O líder comunitário viu o bairro crescer e os problemas se multiplicarem. “Não havia água encanada, conta”. “Existia um chafariz que foi construído por nós em 1958”, fala orgulhoso”. “Vendemos muitos jornais A TARDE para arrecadar dinheiro para a obra”, lembra.
Também não havia luz elétrica, rede de esgoto, posto médico, módulo policial nem asfaltamento das ruas. “Quando um morador adoecia, era necessário ser carregado até a avenida Centenário, onde passava carro”, diz. Toda a infra-estrutura do bairro foi construída através da mobilização dos habitantes do local.
Consolidação do bairro
A especulação imobiliária quase afetou o bairro. Antônio lembra que onde hoje se localizam o Shopping Barra, o Hotel Othon, o Instituto Pedro Melo e o Jardim Apipema eram bairros populares que foram desapropriados pelo governo. A luta da associação de moradores do Calabar se fortaleceu quando a população se juntou para defender seu território. O resultado foi um decreto municipal que proibiu a construção de edifícios no local, o que garantiu a permanência do bairro.
Através da mobilização de amigos e parentes o grupo de jovens conseguiu a adesão e confiança da comunidade. O resultado foi a instalação de um telefone público comunitário, energia elétrica, água encanada, esgotamento sanitário, escola e creche comunitárias. Antônio faz questão de frisar que no bairro não existe nenhuma escola pública e a construção da escola e da creche foi feita em regime de mutirão pelos moradores do Calabar.

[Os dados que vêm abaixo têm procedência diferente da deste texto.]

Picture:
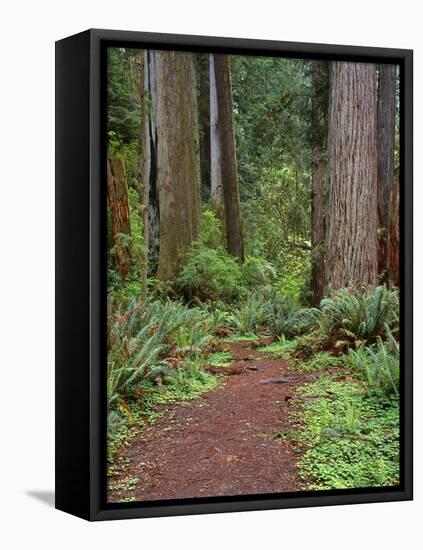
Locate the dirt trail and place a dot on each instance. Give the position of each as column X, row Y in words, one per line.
column 218, row 444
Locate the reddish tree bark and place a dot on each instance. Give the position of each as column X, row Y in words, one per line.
column 352, row 241
column 229, row 174
column 386, row 147
column 318, row 126
column 117, row 194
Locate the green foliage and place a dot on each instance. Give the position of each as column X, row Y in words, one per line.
column 379, row 365
column 350, row 439
column 143, row 338
column 257, row 272
column 211, row 230
column 310, row 343
column 123, row 101
column 277, row 227
column 359, row 316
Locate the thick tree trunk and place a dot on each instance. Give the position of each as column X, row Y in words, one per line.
column 352, row 214
column 117, row 194
column 394, row 236
column 386, row 146
column 318, row 126
column 150, row 161
column 229, row 173
column 178, row 175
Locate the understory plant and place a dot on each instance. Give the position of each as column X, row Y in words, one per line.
column 358, row 316
column 379, row 365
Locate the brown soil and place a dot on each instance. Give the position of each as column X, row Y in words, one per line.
column 218, row 444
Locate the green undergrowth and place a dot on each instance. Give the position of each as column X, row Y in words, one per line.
column 350, row 437
column 183, row 386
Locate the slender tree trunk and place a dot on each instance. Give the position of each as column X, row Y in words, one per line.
column 144, row 134
column 117, row 194
column 229, row 173
column 150, row 160
column 352, row 214
column 178, row 177
column 386, row 146
column 216, row 190
column 318, row 125
column 204, row 122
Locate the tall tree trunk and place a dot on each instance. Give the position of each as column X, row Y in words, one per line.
column 178, row 177
column 318, row 126
column 142, row 187
column 352, row 214
column 394, row 236
column 229, row 173
column 150, row 160
column 216, row 190
column 117, row 194
column 204, row 122
column 386, row 147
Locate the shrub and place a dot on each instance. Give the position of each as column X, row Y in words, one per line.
column 144, row 337
column 359, row 316
column 248, row 316
column 257, row 272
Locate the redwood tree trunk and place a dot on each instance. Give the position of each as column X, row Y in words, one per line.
column 394, row 236
column 216, row 190
column 352, row 215
column 386, row 147
column 150, row 161
column 204, row 122
column 117, row 194
column 318, row 127
column 178, row 176
column 229, row 173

A Escola Aberta trabalha com os métodos de Paulo Freire, ensina a partir da realidade de vida do aluno e tem apoio pedagógico de universidades da capital. O ensino abrange dois aspectos importantes: a formação acadêmica e a humana. Ali, segundo Sampaio, a questão da cidadania plena é debatida e ensinada. Os alunos aprendem a pensar sua história, debatê-la, reescrevê-la e agir como agentes multiplicadores na sociedade. “Várias pessoas que nasceram e foram educadas aqui dirigem escolas, sindicatos e outras instituições”, assegura.

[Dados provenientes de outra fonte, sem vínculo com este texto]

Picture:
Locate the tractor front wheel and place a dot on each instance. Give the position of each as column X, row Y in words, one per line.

A professora Cristiane Lima, 41 anos, nascida e criada no Calabar acredita que “a mobilização da comunidade para o conhecimento de sua própria história coloca nas mãos dos moradores os destinos do bairro”, e “faz de cada um agente do próprio destino”. “Acho positivo que todos participem”, assegura.
Na opinião da professora Jumara Novaes há duas frentes que precisam ser trabalhadas: “radicalização na luta pelo direito à educação em quantidade e qualidade”, e “direito à auto-formação”, entendida esta como o direito de a própria comunidade tomar a frente nas discussões sobre as políticas universalistas. “A valorização da cultura local e a correção das desigualdades historicamente construídas” devem estar sempre na pauta do dia segundo Novaes.

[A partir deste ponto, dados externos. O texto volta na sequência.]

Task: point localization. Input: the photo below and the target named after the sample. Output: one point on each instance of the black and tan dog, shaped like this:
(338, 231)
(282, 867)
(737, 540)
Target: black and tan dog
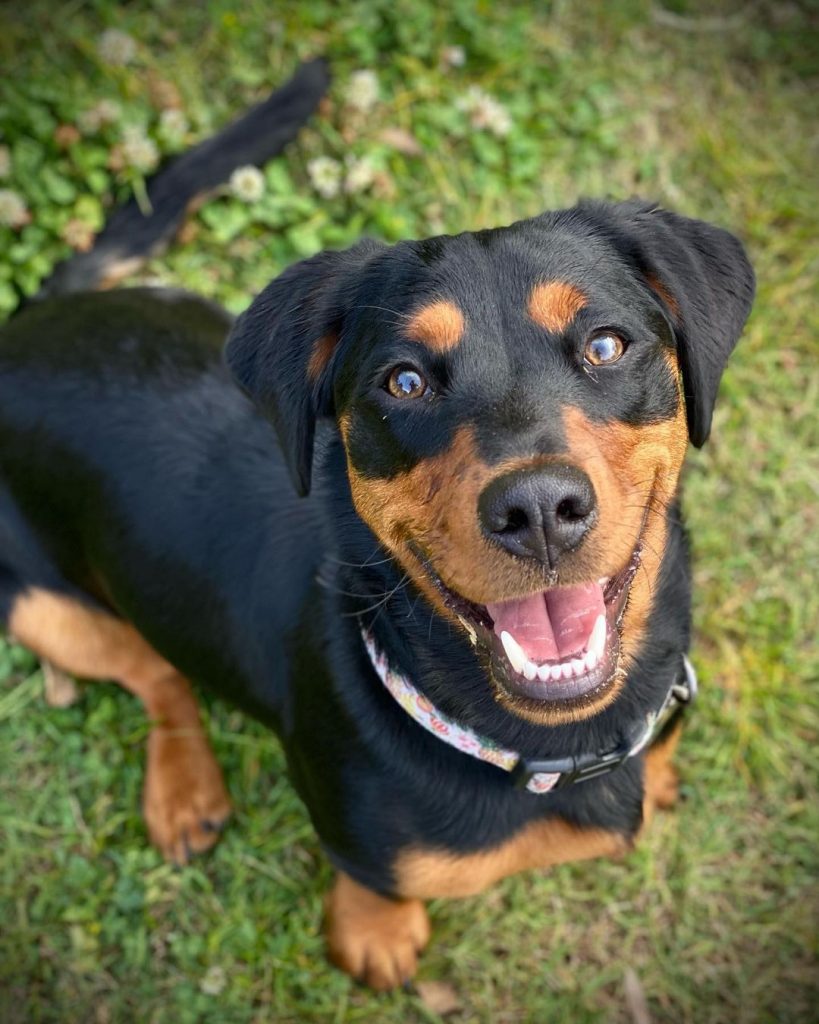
(450, 576)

Moradora da Cidade Baixa, negra e militante em prol de uma política educacional abrangente e inclusiva, a professora Jumara é favorável às cotas para acesso de negros à universidade. Mas acredita que “este instrumento deve ser momentâneo”. “Se as cotas se perpetuarem significa que há algo errado, que a ainda há desigualdades”, explica. “Deve haver investimento na qualidade da escola básica e fundamental, como forma de eliminar as diferenças na formação dos alunos das redes pública e privada”, conclui.
“A sociedade precisa se acostumar com a idéia de ver um professor negro, um advogado negro, um juiz negro”. “O acesso a estes espaços, somente a educação pode fornecer”, afirma Novaes. Concordando com ela, a estudante Luana Dandara, 20 anos, moradora do bairro da Liberdade, disse que “a educação das crianças jovens, bem como a reeducação dos adultos, pode não trazer resultados imediatos”, “mas formará pessoas que servirão de modelo”, disse.